Figure 2: (A) 2D UNET with Monte Carlo Dropout. Dropout layers (p=50%) were added at the beginning of the third, fourth and fifth stages as shown in the figure. The real and imaginary parts of DESS FID and ECHO images from a single axial slice were stacked as 4 channels for the input. (B) For uncertainty estimation, inference was performed T=20 times using the UNET with Monte Carlo Dropout to calculate the enhanced image and a corresponding pixel-wise uncertainty map.
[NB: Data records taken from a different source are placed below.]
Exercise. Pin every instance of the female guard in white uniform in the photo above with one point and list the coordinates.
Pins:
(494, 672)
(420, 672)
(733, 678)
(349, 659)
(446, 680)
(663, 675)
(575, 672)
Figure 3: Comparison of reference and deep learning-based image enhancement results in a sagittal slice for (A) DESS FID images, (B) DESS ECHO images and (C) DESS T2 maps.


Figure 4: Difference images compared with the uncertainty maps for a single sagittal slice for (A) DESS FID images and (B) DESS ECHO images. The red and green regions-of-interest (ROI) show areas of higher values in the difference images, which correspond to areas of higher values in the uncertainty maps. The dashed yellow ROIs show regions of smaller differences that correspond to lower uncertainty values.


Figure 5: Bland-Altman plot comparing the T2 values within the cartilage of the central sagittal slice calculated using the reference images and DL-enhanced images. The solid line shows the mean difference and the dashed lines show the 95% limits of agreement. We observed a close agreement with low mean difference (0.36ms) and tight limits of agreement.